A number of years back, I listened to an NPR podcast describing how in 1973, homosexual activists led by psychiatrists, orchestrated the removal of homosexuality from its previous listing as a disorder in the Diagnostic and Statistical Manual of Mental Disorders (DSM). While the entire concept of mental disorders and illnesses depending on social activism is problematic, I would like to suggest that, in fact, homosexuality should never have been included in the DSM in the first place. Such behavior is categorized in the Bible as a sin, alongside many other activities, including adultery and theft. As we became uncomfortable with talk of sin, we tried to replace it with medical terminology. Doing so trivializes both sin and serious mental illness.

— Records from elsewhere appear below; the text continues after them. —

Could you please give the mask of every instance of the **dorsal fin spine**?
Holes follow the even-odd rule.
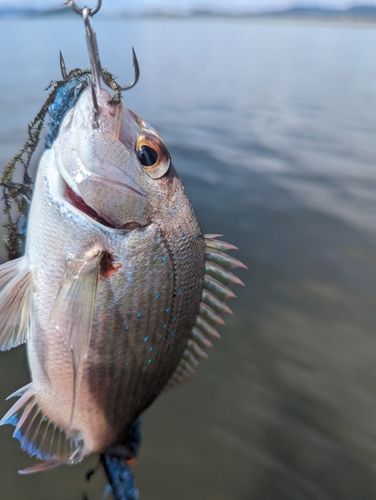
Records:
[[[228,285],[244,285],[229,269],[247,269],[242,262],[227,255],[225,251],[236,250],[230,243],[218,240],[220,235],[205,235],[205,276],[199,314],[187,341],[184,353],[166,388],[189,380],[196,371],[199,360],[208,357],[212,347],[210,339],[220,338],[215,326],[224,324],[220,314],[232,314],[225,300],[235,297]]]

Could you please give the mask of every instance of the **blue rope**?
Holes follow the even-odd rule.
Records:
[[[121,458],[103,455],[102,463],[115,500],[139,500],[140,495],[129,466]]]
[[[67,112],[74,108],[81,95],[87,87],[87,81],[82,78],[74,78],[64,82],[56,90],[55,99],[48,108],[49,122],[46,136],[46,147],[50,149],[59,134],[60,125]]]
[[[121,447],[126,459],[135,458],[141,446],[141,420],[138,419]],[[112,488],[114,500],[139,500],[140,495],[132,471],[124,458],[102,455],[101,461]]]

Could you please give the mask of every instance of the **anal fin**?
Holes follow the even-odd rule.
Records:
[[[19,399],[1,419],[0,425],[13,425],[13,437],[18,439],[21,448],[29,455],[47,462],[36,466],[38,470],[26,469],[21,473],[36,472],[46,467],[82,460],[84,443],[81,434],[76,431],[68,434],[44,415],[32,384],[12,396],[19,396]]]
[[[26,341],[30,325],[32,275],[27,257],[0,266],[0,350]]]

The first DSM, declaring homosexual behavior as a mental disorder, was published in 1952. Five years later, the original Broadway show of West Side Story appeared, with its famous parody song, Gee Officer Krupke. As the gang members sing, pretending to talk to the local police officer, they make fun of the conflict between those who view them as bad apples and those who view them as psychologically disturbed. Here are some of the verses:

Officer Krupke, you’re really a square;
This boy don’t need a judge, he needs an analyst’s care!
It’s just his neurosis that oughta be curbed
He’s psychologically disturbed!

and

It ain’t just a question of misunderstood;
Deep down inside him, he’s no good!

Other verses, in what today are extremely politically incorrect terms, lay the blame for the gang member’s violent behavior on poor family life. The song was comedic light relief in a story that ends with more than one tragic death. Almost seventy years later, we see that this attempt to classify gang behavior in psychological terms was no laughing matter.

Reading through the lyrics of the song, there is a noticeable absence of any moral, ethical, or religious principles being suggested as a solution to the problems of troubled teens. So many years later, the solutions to increased violence, suicide, drug use, and anxiety (among other maladies) once more ignore the gaping spiritual hole and lack of immutable, shared values in our lives.